His hand moved to my leg, fingers trailing lightly up the side of my calf. His focus sharpened, and he watched the movement as if captivated.
“Soft,” he murmured, almost to himself.
“Do you have a girlfriend or wife?” I asked, my words spilling out before I could think better of it. He had just touched me, and that could lead to other things. Knowing whether he was attached was definitely something I should find out.
His hand moved away, and his expression shifted to the arrogant mask I had become so accustomed to. “I’m King. I don’t have time for women,” he said.
I couldn’t help but laugh at his sheer egotistical grandeur. But as my laughter faded, other thoughts stirred. “Is King your title or your name?” I asked, unable to ignore the strange new awareness humming through me.

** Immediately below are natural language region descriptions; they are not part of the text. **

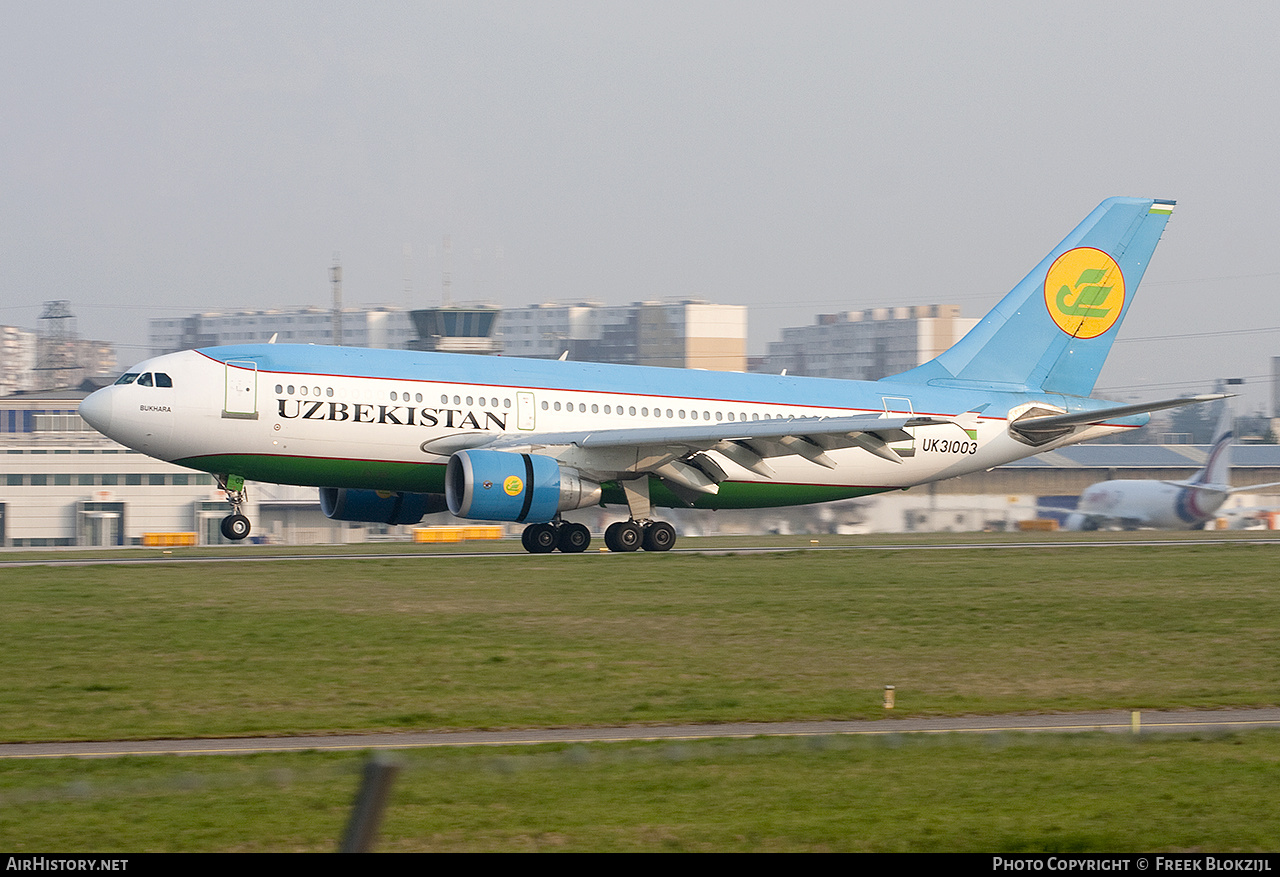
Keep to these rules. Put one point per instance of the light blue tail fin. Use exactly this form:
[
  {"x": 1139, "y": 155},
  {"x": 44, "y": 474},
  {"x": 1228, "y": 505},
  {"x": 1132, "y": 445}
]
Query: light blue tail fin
[{"x": 1055, "y": 329}]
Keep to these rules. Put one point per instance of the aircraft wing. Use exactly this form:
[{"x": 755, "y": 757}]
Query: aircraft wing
[{"x": 675, "y": 453}]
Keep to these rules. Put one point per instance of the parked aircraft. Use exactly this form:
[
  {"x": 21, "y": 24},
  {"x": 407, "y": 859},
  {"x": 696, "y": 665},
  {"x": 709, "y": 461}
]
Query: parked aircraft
[
  {"x": 1187, "y": 505},
  {"x": 391, "y": 435}
]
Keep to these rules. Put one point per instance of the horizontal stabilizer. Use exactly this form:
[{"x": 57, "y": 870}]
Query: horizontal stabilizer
[{"x": 1038, "y": 430}]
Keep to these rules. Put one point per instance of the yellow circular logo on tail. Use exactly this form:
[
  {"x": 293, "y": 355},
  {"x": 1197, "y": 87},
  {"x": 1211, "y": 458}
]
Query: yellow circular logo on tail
[{"x": 1084, "y": 292}]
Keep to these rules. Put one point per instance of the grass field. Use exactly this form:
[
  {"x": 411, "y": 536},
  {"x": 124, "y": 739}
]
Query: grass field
[{"x": 515, "y": 642}]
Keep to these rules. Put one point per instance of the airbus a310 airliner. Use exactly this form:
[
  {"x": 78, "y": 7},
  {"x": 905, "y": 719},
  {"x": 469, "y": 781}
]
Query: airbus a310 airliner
[{"x": 391, "y": 435}]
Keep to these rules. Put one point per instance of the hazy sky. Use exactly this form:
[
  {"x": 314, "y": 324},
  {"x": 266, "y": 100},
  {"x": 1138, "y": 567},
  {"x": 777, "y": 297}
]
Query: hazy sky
[{"x": 799, "y": 158}]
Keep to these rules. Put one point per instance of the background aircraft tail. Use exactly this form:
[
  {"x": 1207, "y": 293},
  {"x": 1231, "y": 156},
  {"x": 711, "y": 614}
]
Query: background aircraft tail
[
  {"x": 1217, "y": 467},
  {"x": 1054, "y": 330}
]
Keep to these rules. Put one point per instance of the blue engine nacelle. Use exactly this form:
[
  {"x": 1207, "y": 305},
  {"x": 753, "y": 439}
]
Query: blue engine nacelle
[
  {"x": 499, "y": 485},
  {"x": 378, "y": 506}
]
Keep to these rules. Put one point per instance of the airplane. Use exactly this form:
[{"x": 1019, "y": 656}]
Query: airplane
[
  {"x": 392, "y": 435},
  {"x": 1188, "y": 505}
]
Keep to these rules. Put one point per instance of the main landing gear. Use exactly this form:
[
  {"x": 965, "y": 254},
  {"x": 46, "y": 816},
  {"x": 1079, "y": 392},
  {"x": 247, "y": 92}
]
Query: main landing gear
[
  {"x": 234, "y": 526},
  {"x": 575, "y": 538}
]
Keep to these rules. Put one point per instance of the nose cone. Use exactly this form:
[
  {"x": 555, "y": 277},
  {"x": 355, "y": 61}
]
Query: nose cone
[{"x": 96, "y": 410}]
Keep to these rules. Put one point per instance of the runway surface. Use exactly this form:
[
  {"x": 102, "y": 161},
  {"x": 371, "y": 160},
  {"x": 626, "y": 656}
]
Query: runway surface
[{"x": 1115, "y": 721}]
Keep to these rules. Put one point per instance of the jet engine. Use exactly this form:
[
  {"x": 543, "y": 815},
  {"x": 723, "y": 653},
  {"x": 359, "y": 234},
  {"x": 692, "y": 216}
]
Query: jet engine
[
  {"x": 501, "y": 485},
  {"x": 378, "y": 506}
]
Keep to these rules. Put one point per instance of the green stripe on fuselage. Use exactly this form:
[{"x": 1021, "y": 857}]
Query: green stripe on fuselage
[{"x": 429, "y": 478}]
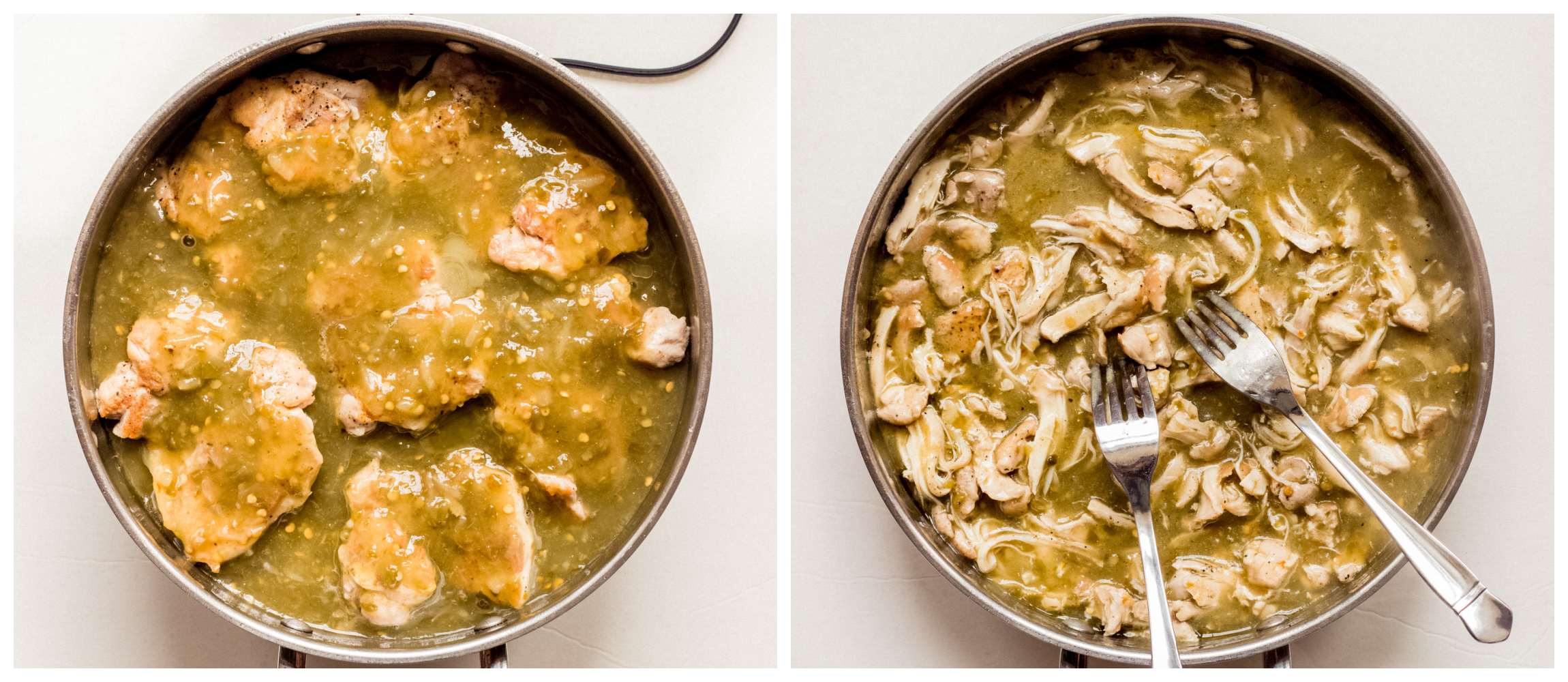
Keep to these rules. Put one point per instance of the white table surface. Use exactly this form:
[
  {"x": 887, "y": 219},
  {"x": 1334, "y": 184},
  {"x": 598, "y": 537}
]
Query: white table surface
[
  {"x": 1481, "y": 91},
  {"x": 702, "y": 589}
]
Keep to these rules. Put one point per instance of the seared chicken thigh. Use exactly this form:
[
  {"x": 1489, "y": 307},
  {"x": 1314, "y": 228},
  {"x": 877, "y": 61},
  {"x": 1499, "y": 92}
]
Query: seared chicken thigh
[
  {"x": 479, "y": 510},
  {"x": 400, "y": 347},
  {"x": 386, "y": 568},
  {"x": 229, "y": 446}
]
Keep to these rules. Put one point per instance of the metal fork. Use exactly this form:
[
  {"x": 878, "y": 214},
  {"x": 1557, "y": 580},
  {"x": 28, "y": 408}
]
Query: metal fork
[
  {"x": 1244, "y": 356},
  {"x": 1131, "y": 443}
]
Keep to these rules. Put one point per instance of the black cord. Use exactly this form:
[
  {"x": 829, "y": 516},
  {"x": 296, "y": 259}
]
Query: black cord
[{"x": 657, "y": 72}]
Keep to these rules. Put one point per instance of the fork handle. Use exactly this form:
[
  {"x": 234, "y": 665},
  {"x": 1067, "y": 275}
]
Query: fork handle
[
  {"x": 1486, "y": 617},
  {"x": 1162, "y": 638}
]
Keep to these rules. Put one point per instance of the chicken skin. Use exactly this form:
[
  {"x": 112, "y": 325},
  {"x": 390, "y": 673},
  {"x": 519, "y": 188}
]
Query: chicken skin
[
  {"x": 386, "y": 568},
  {"x": 229, "y": 446}
]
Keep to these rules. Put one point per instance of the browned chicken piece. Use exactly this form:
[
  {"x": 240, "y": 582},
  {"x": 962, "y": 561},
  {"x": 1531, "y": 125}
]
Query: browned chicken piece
[
  {"x": 400, "y": 347},
  {"x": 1073, "y": 316},
  {"x": 1167, "y": 177},
  {"x": 984, "y": 151},
  {"x": 1156, "y": 276},
  {"x": 1295, "y": 481},
  {"x": 944, "y": 524},
  {"x": 1269, "y": 562},
  {"x": 1399, "y": 281},
  {"x": 124, "y": 397},
  {"x": 1015, "y": 446},
  {"x": 231, "y": 269},
  {"x": 1323, "y": 520},
  {"x": 222, "y": 492},
  {"x": 1363, "y": 358},
  {"x": 577, "y": 213},
  {"x": 989, "y": 477},
  {"x": 1206, "y": 580},
  {"x": 563, "y": 488},
  {"x": 1010, "y": 269},
  {"x": 1161, "y": 209},
  {"x": 487, "y": 526},
  {"x": 662, "y": 339},
  {"x": 1430, "y": 421},
  {"x": 1091, "y": 148},
  {"x": 1378, "y": 454},
  {"x": 905, "y": 292},
  {"x": 1148, "y": 342},
  {"x": 386, "y": 568},
  {"x": 1289, "y": 218},
  {"x": 1103, "y": 226},
  {"x": 352, "y": 415},
  {"x": 1205, "y": 206},
  {"x": 902, "y": 403},
  {"x": 979, "y": 190},
  {"x": 300, "y": 124},
  {"x": 971, "y": 235},
  {"x": 1340, "y": 325},
  {"x": 946, "y": 275},
  {"x": 442, "y": 115},
  {"x": 966, "y": 491},
  {"x": 1106, "y": 601},
  {"x": 1228, "y": 175},
  {"x": 1349, "y": 405},
  {"x": 1179, "y": 422},
  {"x": 1126, "y": 297},
  {"x": 176, "y": 350},
  {"x": 959, "y": 329},
  {"x": 654, "y": 338}
]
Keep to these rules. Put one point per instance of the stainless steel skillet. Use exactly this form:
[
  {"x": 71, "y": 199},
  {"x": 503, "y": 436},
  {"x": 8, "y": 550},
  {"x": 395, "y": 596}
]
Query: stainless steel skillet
[
  {"x": 634, "y": 159},
  {"x": 1336, "y": 80}
]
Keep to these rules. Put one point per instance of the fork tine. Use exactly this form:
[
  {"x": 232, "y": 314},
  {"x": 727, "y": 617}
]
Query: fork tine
[
  {"x": 1147, "y": 391},
  {"x": 1246, "y": 323},
  {"x": 1198, "y": 344},
  {"x": 1130, "y": 392},
  {"x": 1216, "y": 322},
  {"x": 1112, "y": 397},
  {"x": 1096, "y": 394},
  {"x": 1214, "y": 340}
]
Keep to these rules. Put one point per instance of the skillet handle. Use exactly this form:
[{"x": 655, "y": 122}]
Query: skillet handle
[{"x": 289, "y": 657}]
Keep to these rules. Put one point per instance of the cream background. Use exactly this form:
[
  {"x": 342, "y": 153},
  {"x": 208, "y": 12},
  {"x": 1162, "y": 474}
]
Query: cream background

His voice was rough. “It’s both.”
“Why aren’t you naked?”
He blinked, clearly caught off guard. “Come again?”
“I was told Shadow Warriors preferred no clothing and ran naked through the night,” I slurred slightly. “Problem was, I haven’t seen a single one of you naked. Is your naked body classified information, something you’re hiding from the Federation?”
Another grin tugged at his lips, and he shook his head. “That’s an old wives’ tale. We were raised as humans, just like you. My mother would’ve whipped my butt if I ran around naked after about four.”
Even through the haze of alcohol, his explanation made sense. But it sparked another thought. Were the rumors about their, uh, size exaggerated too? My fingers tightened around the glass, and I drank the last of the rum, the liquid burned pleasantly as it slid down my throat.
Warmth pooled low in my belly, and my eyelids felt heavier by the second. My body was torn between two priorities: sleep and the heat simmering deep inside. “If you planned on hanky-panky, get started,” I murmured. “I don’t know how long I can stay conscious.”
His hand slid just a fraction higher on my leg, sending a pleasant shiver through me. But then he stopped, his tone amused. “Go to sleep. I don’t have hanky-panky with inebriated women.”
I cracked one eye open and caught the faintest glint of laughter in his expression, even though he wasn’t making a sound.
“Your loss,” I mumbled, my words trailing off as my eyes closed. Monsters and hellhounds were distant concerns now. Sleep claimed me, pulling me under before I could confirm whether the king of arrogance was still in the room.